Moscow-Pullman Daily News
- Type: Daily newspaper
- Format: Broadsheet
- Owner: TPC Publishing/A. L. Alford Jr.
- Publisher: Nathan Alford
- Editor: Nathan Alford
- Managing editor: Matt Baney
- Founded: 1911, 1882
- Language: English
- Headquarters: 220 East Fifth Street Suite 314 Moscow, Idaho, U.S.
- Circulation: 5,100
- Sister newspapers: Lewiston Tribune
- ISSN: 1061-8597
- OCLC number: 1526508548
- Website: dnews.com

= Moscow-Pullman Daily News =

American newspaper

The Moscow-Pullman Daily News is a daily newspaper in the northwestern United States, serving the Moscow, Idaho, and Pullman, Washington, metropolitan area. The two cities on the Palouse are the homes of the two states' land grant universities, the University of Idaho and Washington State University.

==History==
The newspaper has been published continuously in Moscow for years, since September 28, 1911. It began as the Daily Star-Mirror, which started as the Moscow Mirror in 1882 and the North Idaho Star in 1887, with a merger in 1905. A final intracity competitor was gained with the arrival of Frank B. Robinson's Moscow News Review, which began in 1933 and went to daily publication in September 1935. The two papers merged in November 1939 and ran briefly under a lengthy combined name, then became the Daily Idahonian.

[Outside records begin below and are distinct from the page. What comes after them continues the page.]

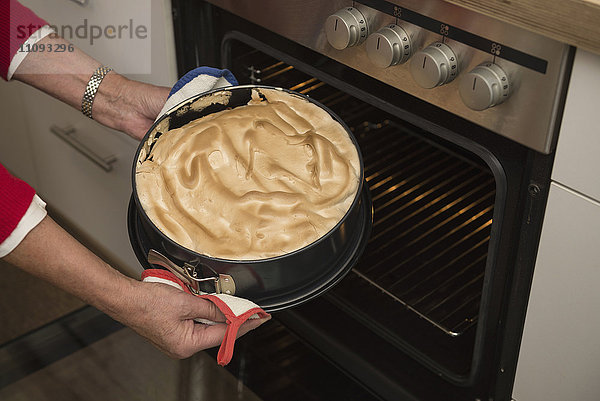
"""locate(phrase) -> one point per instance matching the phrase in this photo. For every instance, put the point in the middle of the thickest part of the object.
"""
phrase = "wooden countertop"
(576, 22)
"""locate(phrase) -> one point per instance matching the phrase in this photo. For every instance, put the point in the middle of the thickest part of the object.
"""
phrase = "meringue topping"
(253, 182)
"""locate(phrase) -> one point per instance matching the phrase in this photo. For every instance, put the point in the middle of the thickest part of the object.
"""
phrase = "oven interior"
(434, 308)
(419, 283)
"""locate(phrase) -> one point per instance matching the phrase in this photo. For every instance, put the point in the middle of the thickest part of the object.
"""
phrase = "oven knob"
(389, 46)
(348, 27)
(485, 86)
(435, 65)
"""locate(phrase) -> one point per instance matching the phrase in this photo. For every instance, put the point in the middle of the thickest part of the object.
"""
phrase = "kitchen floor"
(53, 347)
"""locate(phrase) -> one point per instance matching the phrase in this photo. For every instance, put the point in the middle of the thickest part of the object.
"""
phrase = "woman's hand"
(128, 106)
(120, 103)
(164, 315)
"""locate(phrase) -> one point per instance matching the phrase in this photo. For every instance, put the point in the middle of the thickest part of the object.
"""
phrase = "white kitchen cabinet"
(560, 349)
(15, 152)
(94, 202)
(560, 352)
(577, 163)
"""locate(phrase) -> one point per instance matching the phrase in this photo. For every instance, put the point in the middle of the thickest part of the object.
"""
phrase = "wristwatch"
(92, 89)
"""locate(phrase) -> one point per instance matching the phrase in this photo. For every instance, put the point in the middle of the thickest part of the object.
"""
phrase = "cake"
(253, 182)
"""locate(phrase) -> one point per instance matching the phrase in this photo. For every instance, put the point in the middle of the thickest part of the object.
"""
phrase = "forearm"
(120, 103)
(51, 254)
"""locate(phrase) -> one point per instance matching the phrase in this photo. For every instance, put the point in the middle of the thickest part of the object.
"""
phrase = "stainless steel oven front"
(456, 115)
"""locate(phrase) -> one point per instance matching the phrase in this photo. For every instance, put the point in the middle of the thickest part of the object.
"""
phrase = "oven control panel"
(504, 78)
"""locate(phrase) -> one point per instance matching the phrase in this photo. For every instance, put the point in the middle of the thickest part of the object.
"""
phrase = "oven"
(456, 115)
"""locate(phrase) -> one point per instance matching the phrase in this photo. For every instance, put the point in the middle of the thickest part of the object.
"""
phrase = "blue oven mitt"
(199, 80)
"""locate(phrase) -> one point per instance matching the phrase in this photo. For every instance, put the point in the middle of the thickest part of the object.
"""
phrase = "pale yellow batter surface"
(253, 182)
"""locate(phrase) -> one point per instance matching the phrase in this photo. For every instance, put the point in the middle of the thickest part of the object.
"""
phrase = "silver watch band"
(92, 89)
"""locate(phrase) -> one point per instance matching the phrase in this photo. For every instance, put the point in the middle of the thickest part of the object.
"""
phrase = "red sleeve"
(17, 24)
(15, 198)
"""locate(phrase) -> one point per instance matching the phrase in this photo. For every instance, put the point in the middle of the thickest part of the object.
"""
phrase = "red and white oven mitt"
(236, 310)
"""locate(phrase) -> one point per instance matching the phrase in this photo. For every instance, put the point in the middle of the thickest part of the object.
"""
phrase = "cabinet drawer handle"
(68, 136)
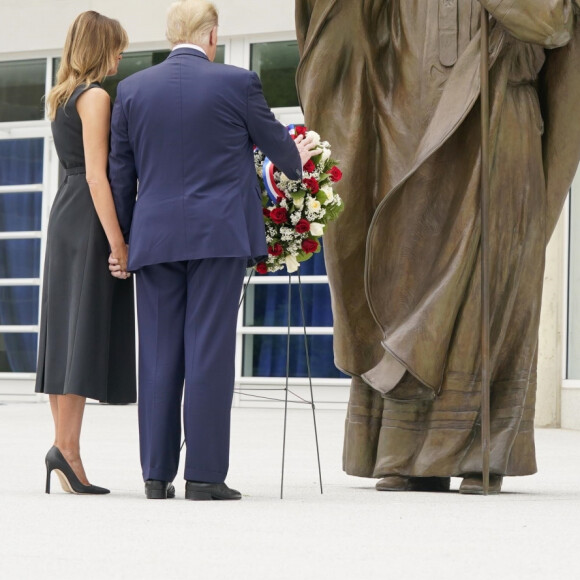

The Palouse Empire News for Whitman County was added in 1984 and later became the Daily News. Later in the 1980s the paper was acquired by Kerns-Tribune of Salt Lake City, Utah. The Idahonian and the Daily News were merged in late 1991 and became the Moscow-Pullman Daily News. Kerns-Tribune was acquired by TCI in 1997; all the company's papers except The Salt Lake Tribune were acquired by A.L. Alford Jr. the following year.

For decades the newspaper's facilities were at 409 South Jackson Street. After printing operations moved south to Lewiston, it downsized its headquarters in Moscow in 2013 and moved three blocks east, to the federal building. In 2023, the Moscow office was closed

In 2020, the newspaper eliminated its Monday print edition. In 2024, the newspaper reduced the number of print editions to two a week, Thursdays and Saturdays. The paper also switched from carrier to postal delivery.

==Notable employees==
The first editor of the Moscow Mirror was Willis Sweet (1856–1925), Idaho's first elected congressman following statehood in 1890. He had come to Moscow after learning the printer's trade in Nebraska; he was later an attorney, judge, and territorial supreme court justice. Sweet was instrumental in obtaining the University of Idaho for Moscow and was the first president of its board of regents (1889-1893).

Tom McCall (1913–1983), governor of Oregon (1967–1975), was a young reporter in Moscow for five years (1937–1942) for the News-Review and the Daily Idahonian.